As described in my previous post, using differentially expressed genes (DEGs) to analyse biological datasets does not provide information on the magnitude or extent of gene changes. In contrast, a volcano plot, which is a scatterplot of -log10(Adjusted p-value) against log2(Fold change), allows visualisation of the distribution of DEGs and the DEGs that are most differentially expressed. The genes with greatest fold changes and significant p-values (p<0.05) are also ideal targets for validation.

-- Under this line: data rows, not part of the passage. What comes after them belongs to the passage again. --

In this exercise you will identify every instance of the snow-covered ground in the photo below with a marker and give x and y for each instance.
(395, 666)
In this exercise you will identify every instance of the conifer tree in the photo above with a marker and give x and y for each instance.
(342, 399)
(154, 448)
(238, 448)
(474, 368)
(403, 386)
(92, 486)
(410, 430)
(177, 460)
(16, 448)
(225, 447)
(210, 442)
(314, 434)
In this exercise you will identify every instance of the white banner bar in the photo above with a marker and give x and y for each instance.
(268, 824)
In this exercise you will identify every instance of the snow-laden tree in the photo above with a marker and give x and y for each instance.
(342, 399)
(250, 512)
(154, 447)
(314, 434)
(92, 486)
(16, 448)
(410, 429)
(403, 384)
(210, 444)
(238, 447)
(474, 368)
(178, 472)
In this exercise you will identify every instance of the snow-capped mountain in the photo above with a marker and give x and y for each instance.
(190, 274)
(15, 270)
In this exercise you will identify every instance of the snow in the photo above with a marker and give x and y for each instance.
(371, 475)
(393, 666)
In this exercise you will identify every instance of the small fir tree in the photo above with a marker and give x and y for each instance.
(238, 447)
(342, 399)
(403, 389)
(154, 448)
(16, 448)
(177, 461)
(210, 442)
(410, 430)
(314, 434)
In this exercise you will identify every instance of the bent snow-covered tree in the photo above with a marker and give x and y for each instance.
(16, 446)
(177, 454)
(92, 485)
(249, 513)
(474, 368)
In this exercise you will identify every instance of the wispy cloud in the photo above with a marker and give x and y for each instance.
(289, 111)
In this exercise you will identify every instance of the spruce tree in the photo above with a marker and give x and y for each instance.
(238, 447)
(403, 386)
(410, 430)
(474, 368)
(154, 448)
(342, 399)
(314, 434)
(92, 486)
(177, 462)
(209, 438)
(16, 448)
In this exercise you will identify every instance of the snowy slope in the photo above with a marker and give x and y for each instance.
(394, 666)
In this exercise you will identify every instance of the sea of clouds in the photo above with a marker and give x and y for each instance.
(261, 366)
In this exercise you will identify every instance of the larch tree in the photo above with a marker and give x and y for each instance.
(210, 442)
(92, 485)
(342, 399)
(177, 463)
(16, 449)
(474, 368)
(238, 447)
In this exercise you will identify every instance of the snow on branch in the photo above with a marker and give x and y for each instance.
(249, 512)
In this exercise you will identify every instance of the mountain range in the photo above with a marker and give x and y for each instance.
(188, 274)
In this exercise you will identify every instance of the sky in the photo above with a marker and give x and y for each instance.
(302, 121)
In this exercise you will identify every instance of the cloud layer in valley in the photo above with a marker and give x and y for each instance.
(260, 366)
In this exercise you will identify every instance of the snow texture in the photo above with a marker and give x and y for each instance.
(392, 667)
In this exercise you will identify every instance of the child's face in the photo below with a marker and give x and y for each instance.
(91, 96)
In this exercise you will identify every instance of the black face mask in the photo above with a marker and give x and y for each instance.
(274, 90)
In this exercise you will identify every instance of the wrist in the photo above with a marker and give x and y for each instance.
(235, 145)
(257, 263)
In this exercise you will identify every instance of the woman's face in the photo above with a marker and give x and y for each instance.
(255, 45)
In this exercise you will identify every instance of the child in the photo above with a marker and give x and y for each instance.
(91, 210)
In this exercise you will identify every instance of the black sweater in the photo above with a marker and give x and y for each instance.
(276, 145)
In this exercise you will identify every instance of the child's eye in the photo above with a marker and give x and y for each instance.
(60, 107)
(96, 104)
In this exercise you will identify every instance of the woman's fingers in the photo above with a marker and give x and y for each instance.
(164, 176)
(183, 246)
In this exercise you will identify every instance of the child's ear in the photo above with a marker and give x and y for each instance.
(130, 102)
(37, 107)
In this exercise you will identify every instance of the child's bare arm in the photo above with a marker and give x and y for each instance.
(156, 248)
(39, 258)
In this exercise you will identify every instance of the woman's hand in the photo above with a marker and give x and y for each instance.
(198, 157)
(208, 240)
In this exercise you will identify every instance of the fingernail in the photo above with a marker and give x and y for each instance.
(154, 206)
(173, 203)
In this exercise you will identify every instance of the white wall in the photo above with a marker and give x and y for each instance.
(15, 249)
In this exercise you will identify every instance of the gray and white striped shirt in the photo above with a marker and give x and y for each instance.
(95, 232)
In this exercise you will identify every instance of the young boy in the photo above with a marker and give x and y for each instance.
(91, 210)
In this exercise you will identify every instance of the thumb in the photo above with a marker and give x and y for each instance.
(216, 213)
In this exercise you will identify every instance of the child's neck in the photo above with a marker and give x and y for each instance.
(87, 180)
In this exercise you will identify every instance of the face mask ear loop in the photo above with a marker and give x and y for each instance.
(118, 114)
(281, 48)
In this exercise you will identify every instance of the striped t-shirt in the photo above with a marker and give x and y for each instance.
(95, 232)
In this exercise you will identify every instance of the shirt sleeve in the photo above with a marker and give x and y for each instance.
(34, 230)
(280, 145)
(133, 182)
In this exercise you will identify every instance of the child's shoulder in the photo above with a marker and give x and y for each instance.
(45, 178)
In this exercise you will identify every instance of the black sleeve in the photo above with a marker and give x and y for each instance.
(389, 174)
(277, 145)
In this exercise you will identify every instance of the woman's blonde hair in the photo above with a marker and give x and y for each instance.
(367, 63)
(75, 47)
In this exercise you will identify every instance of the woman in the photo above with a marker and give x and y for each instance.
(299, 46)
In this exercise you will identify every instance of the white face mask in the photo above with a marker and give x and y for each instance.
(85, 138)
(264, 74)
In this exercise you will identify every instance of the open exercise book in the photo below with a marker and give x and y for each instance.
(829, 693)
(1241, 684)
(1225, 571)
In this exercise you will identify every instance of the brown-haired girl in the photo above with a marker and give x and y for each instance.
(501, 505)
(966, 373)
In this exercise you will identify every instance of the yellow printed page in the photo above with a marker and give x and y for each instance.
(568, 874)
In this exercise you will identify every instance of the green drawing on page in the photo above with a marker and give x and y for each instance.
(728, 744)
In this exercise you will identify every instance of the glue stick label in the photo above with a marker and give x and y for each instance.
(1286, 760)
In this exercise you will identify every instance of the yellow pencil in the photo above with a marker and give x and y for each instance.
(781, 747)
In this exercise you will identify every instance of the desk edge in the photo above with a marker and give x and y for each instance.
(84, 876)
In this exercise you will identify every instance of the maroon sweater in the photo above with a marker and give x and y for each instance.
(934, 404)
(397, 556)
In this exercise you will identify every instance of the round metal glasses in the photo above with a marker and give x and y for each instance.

The volcano plot is comprised of a two-step procedure. First, fold change is determined by taking the ratio of the gene abundance in the treatment group to the control group, followed by a log2 transformation to obtain a normal or near-normal distribution. Values > 0 are considered as upregulated genes, whereas values < 0 are downregulated. Second, an adjusted p-value, corrected for multiple correction, is used to calculate if the gene expression changes between the treatment and control groups are significantly different. This is then followed by a -log10 transformation for normalisation, to obtain the -log(adjusted p-value).
Volcano plots can be plotted using excel or more specialised biostatistics tools such as Prism-GraphPad. However, manual annotation of genes with largest fold changes and p values can be laborious. R scripts using the EnhancedVolcano R package can be used. Alternatively, I recommend the use of VolcaNoseR, as it allows greater ease of creating and labelling volcano plots. VolcaNoseR is an user-friendly open source web app that allows one to quickly change the fold change or p-value thresholds, as well as quick annotation of genes with greatest fold changes and p-values. I have personally tried plotting volcano plots using VolcaNoseR with 30,000 genes without experiencing serious lag issues. However, a disadvantage with this tool is that the annotation of genes may overlap if the gene names are too long.